Le constat a conduit la Haute autorité de santé (HAS) à recommander, dans un avis publié le 25 novembre, la vaccination des "enfants de 5 à 11 ans à risque de formes sévères de Covid-19 ou appartenant à l’entourage des personnes immunodéprimées" (2). Les comorbidités identifiées à ce jour qui constituent un facteur de risque sont les suivantes :

  • les cardiopathies congénitales
  • les maladies hépatiques chroniques
  • les maladies cardiaques et respiratoires chroniques (y compris l’asthme sévère nécessitant un traitement
    continu)
  • les maladies neurologiques chroniques
  • l’immunodéficience primitive ou induite par médicaments
  • l’obésité
  • le diabète
  • les hémopathies malignes
  • la drépanocytose
  • la trisomie 21.

La recommandation prend en compte la situation nationale présentée plus haut ainsi que plusieurs données :

  • Le comité des médicaments à usage humain (CHMP) de l'Agence européenne des médicaments (EMA : European Medicines Agency) vient de recommander d'accorder une extension d'indication du vaccin Comirnaty de Pfizer chez les enfants âgés de 5 à 11 ans. Le vaccin en objet est dosé à 10 µg d'ARN, soit le tiers de la dose utilisée pour les autres catégories d'âge. Il est administré en deux injections à 3 semaines d'intervalle (voir actualité du 25 novembre 2021).
  • Cinq pays (Canada, Costa-Rica, Etats Unis, Israël et Malaisie) ont déjà recommandé la vaccination des 5-11 ans avec le vaccin Comirnaty, la Slovaquie l'ayant réservée aux enfants à risque de forme sévère (porteurs de maladies respiratoires chroniques, maladies cardiovasculaires, maladies en lien avec le système immunitaire et cancer).
  • On a compté en France 1 284 hospitalisations, dont 226 en soins intensifs et 3 décès, sur 420 000 cas de covid 19 confirmés survenus dans une population de 5,77 millions d'enfants de 5 à 11 ans.
  • Les cas de covid 19 graves surviennent préférentiellement en cas de comorbidités associées.
  • La vaccination des enfants de 5 à 11 ans, chez lesquels la prévalence des infections souvent asymptomatiques augmente depuis l'arrivée du variant Delta, doit permettre de protéger les personnes immunodéprimées vivant à leur contact (stratégie de cocooning). La détection des cas d'infection et les mesures barrières restent par ailleurs recommandées.
  • Les bénéfices attendus de la vaccination, directs et indirects (dont bénéfice psychologique, social, éducatif), doivent être mis en balance avec un risque d'effets indésirables, dont les myocardites/péricardites mises en évidence dans la tranche d'âge supérieure.
  • L'absence à ce jour de modélisation mathématique permettant d’évaluer l’impact populationnel de la vaccination des 5-11 ans.
  • Les enjeux éthiques de cette vaccination, alors que la couverture vaccinale n'est toujours pas optimale pour des tranches d'âge supérieures plus à risque.

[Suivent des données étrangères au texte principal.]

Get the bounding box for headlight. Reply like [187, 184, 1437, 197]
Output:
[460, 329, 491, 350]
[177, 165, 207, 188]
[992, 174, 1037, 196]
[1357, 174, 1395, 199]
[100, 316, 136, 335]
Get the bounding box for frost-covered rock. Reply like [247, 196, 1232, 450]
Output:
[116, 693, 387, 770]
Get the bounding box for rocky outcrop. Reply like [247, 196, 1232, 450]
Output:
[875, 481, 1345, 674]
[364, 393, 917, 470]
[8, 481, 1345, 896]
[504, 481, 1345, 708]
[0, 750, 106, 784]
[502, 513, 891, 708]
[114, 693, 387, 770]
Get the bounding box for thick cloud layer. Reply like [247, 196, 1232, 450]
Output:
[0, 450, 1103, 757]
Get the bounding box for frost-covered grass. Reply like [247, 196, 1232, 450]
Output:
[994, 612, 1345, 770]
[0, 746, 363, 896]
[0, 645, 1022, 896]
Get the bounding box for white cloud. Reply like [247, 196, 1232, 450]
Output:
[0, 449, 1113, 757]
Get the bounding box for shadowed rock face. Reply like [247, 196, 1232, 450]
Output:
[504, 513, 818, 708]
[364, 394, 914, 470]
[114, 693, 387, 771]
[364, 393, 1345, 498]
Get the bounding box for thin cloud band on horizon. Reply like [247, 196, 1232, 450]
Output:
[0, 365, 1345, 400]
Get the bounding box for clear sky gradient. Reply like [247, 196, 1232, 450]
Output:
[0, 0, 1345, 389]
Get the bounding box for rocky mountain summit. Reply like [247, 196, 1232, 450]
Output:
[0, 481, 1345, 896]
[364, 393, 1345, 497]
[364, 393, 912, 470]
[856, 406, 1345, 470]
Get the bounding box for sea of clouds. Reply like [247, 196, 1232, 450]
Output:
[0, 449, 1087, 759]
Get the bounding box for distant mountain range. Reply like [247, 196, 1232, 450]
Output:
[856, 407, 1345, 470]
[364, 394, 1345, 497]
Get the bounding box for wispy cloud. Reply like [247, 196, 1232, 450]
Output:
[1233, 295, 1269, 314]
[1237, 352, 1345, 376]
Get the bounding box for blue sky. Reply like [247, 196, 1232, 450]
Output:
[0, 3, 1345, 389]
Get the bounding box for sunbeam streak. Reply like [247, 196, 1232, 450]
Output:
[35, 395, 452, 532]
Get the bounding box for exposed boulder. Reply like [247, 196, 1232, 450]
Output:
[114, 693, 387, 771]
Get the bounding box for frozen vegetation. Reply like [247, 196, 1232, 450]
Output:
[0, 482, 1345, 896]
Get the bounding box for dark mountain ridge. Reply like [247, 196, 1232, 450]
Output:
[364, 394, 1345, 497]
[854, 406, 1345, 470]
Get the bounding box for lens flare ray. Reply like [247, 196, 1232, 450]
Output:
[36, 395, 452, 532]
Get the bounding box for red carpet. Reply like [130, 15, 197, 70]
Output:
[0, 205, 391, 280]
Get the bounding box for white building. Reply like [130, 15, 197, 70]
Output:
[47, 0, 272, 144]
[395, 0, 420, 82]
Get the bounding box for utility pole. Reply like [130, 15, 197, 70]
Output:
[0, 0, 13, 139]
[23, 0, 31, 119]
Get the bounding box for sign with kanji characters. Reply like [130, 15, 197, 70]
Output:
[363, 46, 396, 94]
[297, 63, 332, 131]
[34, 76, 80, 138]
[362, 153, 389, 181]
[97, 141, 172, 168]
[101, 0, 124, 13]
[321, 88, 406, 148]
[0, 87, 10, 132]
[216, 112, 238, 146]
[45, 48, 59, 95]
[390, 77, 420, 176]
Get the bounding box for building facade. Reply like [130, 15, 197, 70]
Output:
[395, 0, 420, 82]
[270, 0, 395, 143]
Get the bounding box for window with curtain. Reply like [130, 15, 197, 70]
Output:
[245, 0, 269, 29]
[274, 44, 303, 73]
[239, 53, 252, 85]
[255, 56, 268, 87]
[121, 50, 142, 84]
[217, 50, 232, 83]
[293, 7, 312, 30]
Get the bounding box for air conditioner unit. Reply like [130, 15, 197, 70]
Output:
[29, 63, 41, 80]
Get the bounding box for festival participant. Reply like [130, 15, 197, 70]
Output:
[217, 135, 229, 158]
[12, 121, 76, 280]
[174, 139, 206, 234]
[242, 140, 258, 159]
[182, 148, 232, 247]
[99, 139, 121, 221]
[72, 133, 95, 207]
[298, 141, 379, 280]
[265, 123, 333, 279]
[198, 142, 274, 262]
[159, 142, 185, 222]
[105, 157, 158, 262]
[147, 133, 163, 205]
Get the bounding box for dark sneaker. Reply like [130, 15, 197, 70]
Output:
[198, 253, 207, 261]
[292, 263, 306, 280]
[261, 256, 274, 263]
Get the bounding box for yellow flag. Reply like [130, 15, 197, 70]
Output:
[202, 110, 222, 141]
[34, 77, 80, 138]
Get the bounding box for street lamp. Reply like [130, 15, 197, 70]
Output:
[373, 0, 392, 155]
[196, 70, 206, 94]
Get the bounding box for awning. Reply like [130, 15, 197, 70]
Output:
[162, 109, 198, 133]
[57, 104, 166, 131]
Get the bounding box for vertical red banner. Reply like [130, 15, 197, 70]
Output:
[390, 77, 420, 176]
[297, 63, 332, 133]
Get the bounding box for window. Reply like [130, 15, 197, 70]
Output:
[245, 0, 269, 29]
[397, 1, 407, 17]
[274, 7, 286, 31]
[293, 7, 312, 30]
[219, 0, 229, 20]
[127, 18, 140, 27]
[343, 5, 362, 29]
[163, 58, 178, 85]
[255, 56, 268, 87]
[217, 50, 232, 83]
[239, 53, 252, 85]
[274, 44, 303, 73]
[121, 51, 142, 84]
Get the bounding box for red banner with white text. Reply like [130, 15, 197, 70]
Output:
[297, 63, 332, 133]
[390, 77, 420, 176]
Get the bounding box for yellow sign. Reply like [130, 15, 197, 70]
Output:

Cette recommandation vient combler un vide, mais elle apparait discutable par certains aspects :

  • L'étude PANDOR citée par la HAS a montré que sur 768 cas d'enfants hospitalisés pour covid 19 en 2020 et 2021, 164 (21 %) présentaient des comorbidités ; 79 % n'en présentaient donc pas d'identifiées.
  • L'évaluation de la sécurité du vaccin dosé à 10 µg d'ARN menée sur 2 394 enfants de 5 à 11 ans lors d'un essai de phase 2/3 n'a pas relevé d'effets indésirables graves, mais elle est jugée incomplète en raison d'un effectif trop faible et d'un suivi court (3 mois après la seconde dose) qui ne permettent pas de mettre en évidence des effets indésirables rares ou très rares. Cependant, plus de 2,6 millions d'enfants américains ont à présent reçu le vaccin, et il n'y a semble-t-il aucun signal de sécurité. L'incertitude mise en avant par la HAS pour ne pas étendre la vaccination à tous les enfants de 5 à 12 ans pourrait inquiéter et s'avérer contre-productive.
  • L'objectif de diminution de la circulation virale, censée protéger les personnes qui ne pourront pas être vaccinées efficacement (immunodéprimées), ne sera pas atteint si les taux de vaccination dans certaines tranches d'âge restent trop faibles.

Références

  1. Situation vaccinale en France.
  2. Avis n° 2021.0084/AC/SESPEV du 25 novembre 2021 du collège de la Haute Autorité de santé relatif à la vaccination des enfants de 5 à 11 ans à risque de formes sévères de Covid-19 ou appartenant à l’entourage des personnes immunodéprimées.